WetGeek You've used this phrase several times recently. Is it Solus Plasma installed on a USB flash drive? Or a Solus "Live" session? Not long ago, I installed Solus on a 32GB USB flash drive, just to see if I could do that. Now I can't remember how well it worked, or what I did with it. It must not have been very impressive.
I have a complete, discrete and independent Solus Plasma build (EFI, swap and data partitions) on a PNY 256GB M.2 SATA drive enclosed in a Sabrent USB 3.2 Type-C enclosure for M.2 PCIe NVMe and SATA drives. The build is an exact replica of my in-laptop build (my login, my browser, my passwords, my apps, a copy of my monthly data backup, and so on), and I update regularly to keep the build current.
Using a short (6") C to C or C to A data cable, I can plug the enclosed drive into a USB-C or USB-A port on any UEFI computer (with Secure Boot disabled), boot from the UEFI Boot Menu, and I have a working computer running Solus Plasma as the OS/DE. When I unplug, I reboot the computer into its own OS (Windows typically). All I have to do is to remember to reset the date/time settings on the original OS. After I unplug and reset date/time, not a trace remains on the computer.
"Plasma on a Stick" is an extension of "dual drive, dual boot" installation, in which each OS drive stands on its own, entirely self-contained. The difference is that "Plasma on a Stick" deploys on an external drive rather than an internal drive. Otherwise, it is no different.
"Plasma on a Stick" works with Solus because Solus doesn't screw around with nonsense like Grub, but stands by itself alone. It probably would not work with distros using Grub, because Grub-based distros screw up the UEFI Boot Menu, but I wouldn't touch those distros anyway, except in a VM. I hate Grub.
I use "Plasma on a Stick" at the railroad on occasion (sometimes it is just easier to plug into a railroad computer than to get my laptop and fire it up), once in a while on a friend's computer, and sometimes on "public" computers. Right now it is a handy way to use the laptop until I get around to figuring out how I screwed up my in-laptop build and correcting it.
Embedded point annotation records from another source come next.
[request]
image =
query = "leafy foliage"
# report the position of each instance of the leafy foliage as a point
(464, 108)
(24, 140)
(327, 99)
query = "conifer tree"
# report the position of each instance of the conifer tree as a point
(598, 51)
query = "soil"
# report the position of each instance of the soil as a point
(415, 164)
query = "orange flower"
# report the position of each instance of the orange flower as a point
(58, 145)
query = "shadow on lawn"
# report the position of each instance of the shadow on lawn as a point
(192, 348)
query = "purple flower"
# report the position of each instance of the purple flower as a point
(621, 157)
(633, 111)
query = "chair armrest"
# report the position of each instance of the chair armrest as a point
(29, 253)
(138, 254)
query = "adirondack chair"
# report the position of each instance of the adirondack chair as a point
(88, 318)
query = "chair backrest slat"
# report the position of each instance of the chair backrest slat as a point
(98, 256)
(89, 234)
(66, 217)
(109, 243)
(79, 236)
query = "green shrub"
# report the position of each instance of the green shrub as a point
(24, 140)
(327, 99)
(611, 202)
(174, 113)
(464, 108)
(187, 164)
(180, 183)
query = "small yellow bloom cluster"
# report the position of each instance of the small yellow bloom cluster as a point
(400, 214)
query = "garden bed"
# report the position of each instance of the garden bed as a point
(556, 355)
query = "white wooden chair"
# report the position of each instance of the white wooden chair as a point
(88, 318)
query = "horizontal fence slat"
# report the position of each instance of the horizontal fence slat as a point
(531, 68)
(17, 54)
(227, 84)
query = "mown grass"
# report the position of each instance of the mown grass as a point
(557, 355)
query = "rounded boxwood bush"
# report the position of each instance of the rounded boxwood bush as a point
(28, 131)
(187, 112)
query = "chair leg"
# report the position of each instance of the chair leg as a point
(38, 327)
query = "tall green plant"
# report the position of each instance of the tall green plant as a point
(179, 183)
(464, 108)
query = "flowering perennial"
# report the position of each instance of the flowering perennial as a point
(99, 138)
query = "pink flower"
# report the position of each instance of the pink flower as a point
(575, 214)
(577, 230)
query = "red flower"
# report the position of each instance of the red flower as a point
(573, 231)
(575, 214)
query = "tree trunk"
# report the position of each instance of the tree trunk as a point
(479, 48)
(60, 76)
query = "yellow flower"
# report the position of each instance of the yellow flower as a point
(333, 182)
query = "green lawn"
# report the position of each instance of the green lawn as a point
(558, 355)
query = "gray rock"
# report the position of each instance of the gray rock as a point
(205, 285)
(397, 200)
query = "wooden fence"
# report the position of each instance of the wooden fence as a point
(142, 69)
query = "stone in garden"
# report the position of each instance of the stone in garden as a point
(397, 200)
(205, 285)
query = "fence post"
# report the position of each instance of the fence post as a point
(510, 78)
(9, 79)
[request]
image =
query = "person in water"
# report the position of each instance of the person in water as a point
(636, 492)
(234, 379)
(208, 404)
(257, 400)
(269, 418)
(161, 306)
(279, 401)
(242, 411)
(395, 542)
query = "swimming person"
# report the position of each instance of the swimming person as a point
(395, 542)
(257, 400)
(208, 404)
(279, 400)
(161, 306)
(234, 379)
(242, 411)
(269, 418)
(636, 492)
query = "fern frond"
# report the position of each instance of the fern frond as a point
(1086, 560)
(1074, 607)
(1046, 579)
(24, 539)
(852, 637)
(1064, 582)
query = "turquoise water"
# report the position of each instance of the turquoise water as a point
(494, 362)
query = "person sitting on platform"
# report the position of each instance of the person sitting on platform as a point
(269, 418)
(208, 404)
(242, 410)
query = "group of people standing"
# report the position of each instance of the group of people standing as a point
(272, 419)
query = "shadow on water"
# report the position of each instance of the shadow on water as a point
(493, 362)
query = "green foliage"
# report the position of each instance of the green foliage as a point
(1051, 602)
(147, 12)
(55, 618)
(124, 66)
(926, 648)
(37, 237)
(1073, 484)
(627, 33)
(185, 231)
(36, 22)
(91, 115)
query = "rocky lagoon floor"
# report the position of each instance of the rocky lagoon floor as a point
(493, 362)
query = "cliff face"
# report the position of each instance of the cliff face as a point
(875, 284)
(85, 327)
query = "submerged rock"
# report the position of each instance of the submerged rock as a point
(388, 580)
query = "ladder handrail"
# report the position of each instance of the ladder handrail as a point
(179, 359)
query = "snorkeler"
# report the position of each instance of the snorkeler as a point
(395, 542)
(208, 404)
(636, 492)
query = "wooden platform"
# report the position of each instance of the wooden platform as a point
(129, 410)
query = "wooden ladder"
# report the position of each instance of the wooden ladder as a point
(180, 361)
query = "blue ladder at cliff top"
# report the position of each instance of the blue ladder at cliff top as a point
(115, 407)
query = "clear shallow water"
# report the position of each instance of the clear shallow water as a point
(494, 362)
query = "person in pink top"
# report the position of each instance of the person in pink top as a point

I think that straightening out the in-laptop build is going to be a mess, because that build does not see the speakers at all, which means I can't change the speaker profile. I'll spend an hour or two troubleshooting, but I'm probably in for a rebuild. I like Linux, but sometimes I'm ready to toss it out the window.
Edit/Update: Just for the record, there is nothing magic about using an external M.2 drive in an enclosure. I've created portable builds with 2.5" SATA drives in an enclosure. The advantage of M2. drivers is that the enclosures are smaller and easier to carry around and use.